Vale a pena viver ou investir em Santa Cruz de Goiás?
Duas leituras de 0 a 100 que comparam Santa Cruz de Goiásà média dos municípios brasileiros — mas, em vez de só mostrar números, abaixo interpretamos o que eles significam: onde a cidade se destaca, onde fica para trás e o que as séries históricas vêm revelando. Nota 50 equivale a “exatamente na média nacional”.
🏘️36
Viver
Limitado
Qualidade de vida: saúde, segurança, educação, saneamento e habitação.

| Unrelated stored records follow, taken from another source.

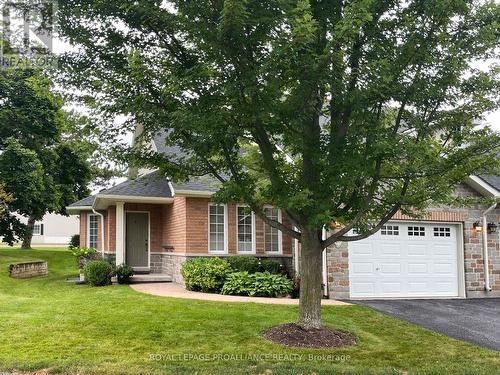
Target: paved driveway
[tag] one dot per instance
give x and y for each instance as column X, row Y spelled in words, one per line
column 473, row 320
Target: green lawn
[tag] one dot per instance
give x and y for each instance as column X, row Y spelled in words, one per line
column 46, row 323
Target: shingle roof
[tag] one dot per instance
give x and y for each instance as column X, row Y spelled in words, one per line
column 492, row 180
column 150, row 185
column 205, row 183
column 88, row 201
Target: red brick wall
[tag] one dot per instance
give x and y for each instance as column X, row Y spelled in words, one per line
column 83, row 229
column 197, row 228
column 197, row 225
column 155, row 222
column 110, row 230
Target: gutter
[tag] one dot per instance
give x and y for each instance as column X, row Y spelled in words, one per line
column 324, row 268
column 487, row 285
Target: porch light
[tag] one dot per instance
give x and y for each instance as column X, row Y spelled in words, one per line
column 478, row 227
column 492, row 227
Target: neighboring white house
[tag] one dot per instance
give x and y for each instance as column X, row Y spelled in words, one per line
column 53, row 230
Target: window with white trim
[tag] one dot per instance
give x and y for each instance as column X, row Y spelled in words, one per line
column 37, row 229
column 216, row 228
column 244, row 227
column 92, row 228
column 272, row 235
column 442, row 232
column 390, row 230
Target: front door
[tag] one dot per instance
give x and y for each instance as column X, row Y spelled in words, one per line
column 137, row 237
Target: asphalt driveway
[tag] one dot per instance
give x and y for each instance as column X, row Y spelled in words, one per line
column 473, row 320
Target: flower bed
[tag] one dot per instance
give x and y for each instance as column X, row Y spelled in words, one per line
column 239, row 275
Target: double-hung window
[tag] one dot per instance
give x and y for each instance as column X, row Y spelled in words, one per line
column 272, row 236
column 217, row 232
column 245, row 230
column 92, row 225
column 37, row 229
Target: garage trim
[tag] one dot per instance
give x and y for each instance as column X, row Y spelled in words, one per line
column 460, row 259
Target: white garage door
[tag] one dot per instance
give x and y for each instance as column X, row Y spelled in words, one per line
column 405, row 259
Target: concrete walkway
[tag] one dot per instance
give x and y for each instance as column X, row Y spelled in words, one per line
column 177, row 291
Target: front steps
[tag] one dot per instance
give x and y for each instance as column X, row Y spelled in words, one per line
column 150, row 278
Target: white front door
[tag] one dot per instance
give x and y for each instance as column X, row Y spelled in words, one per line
column 405, row 259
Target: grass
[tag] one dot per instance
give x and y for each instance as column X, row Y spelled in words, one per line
column 46, row 323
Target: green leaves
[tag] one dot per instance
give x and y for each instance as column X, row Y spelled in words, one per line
column 344, row 111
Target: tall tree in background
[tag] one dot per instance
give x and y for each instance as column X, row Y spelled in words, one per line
column 348, row 110
column 42, row 169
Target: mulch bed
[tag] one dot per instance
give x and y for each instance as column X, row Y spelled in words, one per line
column 291, row 334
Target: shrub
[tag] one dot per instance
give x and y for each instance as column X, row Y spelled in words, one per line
column 238, row 284
column 244, row 264
column 271, row 266
column 259, row 284
column 74, row 241
column 98, row 273
column 86, row 252
column 123, row 274
column 205, row 274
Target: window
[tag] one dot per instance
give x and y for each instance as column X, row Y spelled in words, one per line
column 217, row 228
column 37, row 230
column 416, row 231
column 390, row 230
column 92, row 227
column 272, row 236
column 244, row 222
column 442, row 232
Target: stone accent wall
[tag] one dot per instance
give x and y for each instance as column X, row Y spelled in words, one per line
column 338, row 261
column 338, row 267
column 28, row 269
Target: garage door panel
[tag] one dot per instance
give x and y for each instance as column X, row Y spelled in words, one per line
column 416, row 250
column 389, row 249
column 363, row 249
column 417, row 268
column 406, row 264
column 390, row 268
column 359, row 268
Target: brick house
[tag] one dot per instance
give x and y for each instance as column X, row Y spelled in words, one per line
column 154, row 225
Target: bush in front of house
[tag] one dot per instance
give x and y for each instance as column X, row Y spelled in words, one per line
column 243, row 263
column 205, row 274
column 98, row 273
column 124, row 273
column 74, row 241
column 259, row 284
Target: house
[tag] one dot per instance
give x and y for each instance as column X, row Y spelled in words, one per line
column 53, row 230
column 154, row 225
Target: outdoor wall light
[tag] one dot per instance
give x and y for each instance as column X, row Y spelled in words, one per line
column 492, row 227
column 478, row 227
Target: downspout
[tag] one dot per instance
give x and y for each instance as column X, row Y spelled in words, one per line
column 324, row 268
column 485, row 249
column 102, row 226
column 296, row 254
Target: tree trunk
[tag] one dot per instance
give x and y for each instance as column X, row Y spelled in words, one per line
column 310, row 280
column 29, row 233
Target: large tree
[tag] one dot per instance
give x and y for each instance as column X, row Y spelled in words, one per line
column 41, row 166
column 347, row 111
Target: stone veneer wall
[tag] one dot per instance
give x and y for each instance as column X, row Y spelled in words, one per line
column 338, row 260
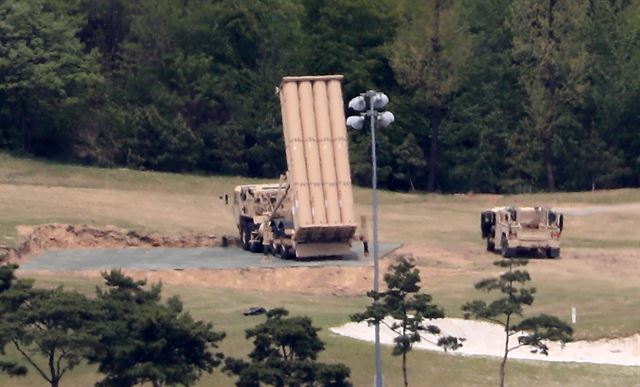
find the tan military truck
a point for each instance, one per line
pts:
(309, 212)
(522, 228)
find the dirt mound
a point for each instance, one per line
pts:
(69, 236)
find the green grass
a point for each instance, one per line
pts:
(224, 307)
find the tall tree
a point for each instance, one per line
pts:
(52, 324)
(508, 309)
(9, 285)
(408, 307)
(427, 57)
(285, 354)
(145, 341)
(552, 63)
(47, 80)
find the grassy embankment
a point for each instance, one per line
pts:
(444, 227)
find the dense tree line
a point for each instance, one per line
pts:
(489, 95)
(137, 339)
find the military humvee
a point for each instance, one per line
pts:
(522, 228)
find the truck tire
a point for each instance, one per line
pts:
(553, 253)
(504, 248)
(277, 249)
(288, 253)
(491, 245)
(255, 247)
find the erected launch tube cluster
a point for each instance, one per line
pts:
(318, 179)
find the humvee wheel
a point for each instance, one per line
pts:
(504, 248)
(491, 246)
(552, 253)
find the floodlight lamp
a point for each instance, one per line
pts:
(355, 122)
(380, 100)
(358, 103)
(385, 119)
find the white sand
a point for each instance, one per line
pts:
(487, 339)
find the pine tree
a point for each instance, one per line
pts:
(509, 308)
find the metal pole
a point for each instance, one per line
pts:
(374, 208)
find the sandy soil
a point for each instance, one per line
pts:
(487, 339)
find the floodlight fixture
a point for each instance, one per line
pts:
(358, 103)
(385, 119)
(380, 100)
(356, 122)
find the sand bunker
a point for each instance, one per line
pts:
(487, 339)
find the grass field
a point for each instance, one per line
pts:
(598, 272)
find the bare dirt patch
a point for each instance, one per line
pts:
(486, 339)
(69, 236)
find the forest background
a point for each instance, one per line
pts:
(489, 95)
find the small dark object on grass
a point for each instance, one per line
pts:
(254, 311)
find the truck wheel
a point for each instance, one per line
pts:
(255, 247)
(277, 249)
(288, 253)
(504, 248)
(491, 246)
(553, 253)
(245, 237)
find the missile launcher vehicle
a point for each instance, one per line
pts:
(310, 211)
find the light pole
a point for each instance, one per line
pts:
(376, 100)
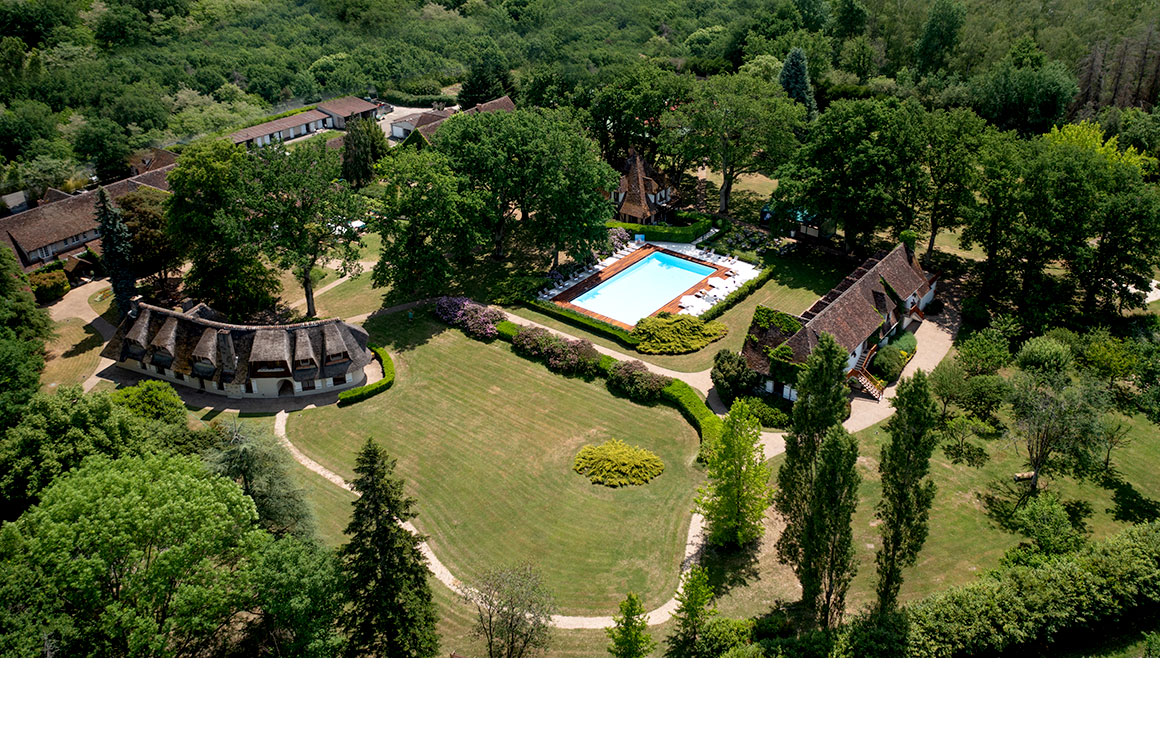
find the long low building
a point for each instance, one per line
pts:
(194, 349)
(67, 224)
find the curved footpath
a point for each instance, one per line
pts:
(934, 335)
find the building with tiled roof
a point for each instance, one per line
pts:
(642, 194)
(343, 109)
(883, 296)
(194, 349)
(65, 226)
(282, 129)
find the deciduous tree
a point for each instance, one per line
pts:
(695, 610)
(630, 636)
(907, 491)
(514, 610)
(297, 213)
(739, 124)
(390, 612)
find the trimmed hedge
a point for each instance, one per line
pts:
(683, 234)
(708, 425)
(739, 295)
(676, 333)
(374, 389)
(584, 321)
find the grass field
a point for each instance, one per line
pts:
(72, 356)
(485, 441)
(350, 298)
(964, 539)
(796, 284)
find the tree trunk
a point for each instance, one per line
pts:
(726, 190)
(307, 285)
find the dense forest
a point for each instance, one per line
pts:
(82, 82)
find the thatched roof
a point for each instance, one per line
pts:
(232, 347)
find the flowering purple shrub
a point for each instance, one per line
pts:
(633, 379)
(560, 355)
(473, 318)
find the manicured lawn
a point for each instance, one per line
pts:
(796, 284)
(72, 356)
(964, 539)
(485, 442)
(350, 298)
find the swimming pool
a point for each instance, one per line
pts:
(640, 290)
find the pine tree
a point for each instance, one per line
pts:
(487, 79)
(390, 612)
(116, 251)
(821, 398)
(795, 79)
(906, 491)
(829, 535)
(363, 145)
(736, 499)
(630, 636)
(694, 611)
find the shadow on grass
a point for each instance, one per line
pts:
(730, 567)
(1129, 505)
(404, 331)
(92, 341)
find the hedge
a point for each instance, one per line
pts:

A nota 36 para viver reflete fragilidades em segurança e infraestrutura, ainda que saúde puxe o resultado para cima. O melhor indicador é leitos (532,6 leitos/100 mil hab. ante 156,8 leitos/100 mil hab. na média nacional). O que mais derruba a nota é mort. infantil (76,9 por mil nascidos ante 12,7 por mil nascidos na média).
Pontos fortes
Leitos47 p.p. acima
532,6 leitos/100 mil hab.média 156,8 leitos/100 mil hab.
Nota composta por 10 de 10 indicadores · dados atualizados até 2025
📈56
Investir
Bom
Força econômica: produção, renda, mercado de trabalho e vulnerabilidade social.
Com nota 56 para investir, Santa Cruz de Goiás se destaca em produção econômica e mercado de trabalho, mas crescimento pesa contra. O melhor indicador é PIB per capita (R$ 97.678 ante R$ 40.342 na média nacional). O que mais derruba a nota é crescimento populacional (-0,3% ao ano ante +0,7% ao ano na média).
O PIB per capita subiu de R$ 29.567 em 2015 para R$ 97.678 em 2023. O movimento acompanha a tendência nacional (R$ 19.635 → R$ 40.342), mas em ritmo bem mais forte.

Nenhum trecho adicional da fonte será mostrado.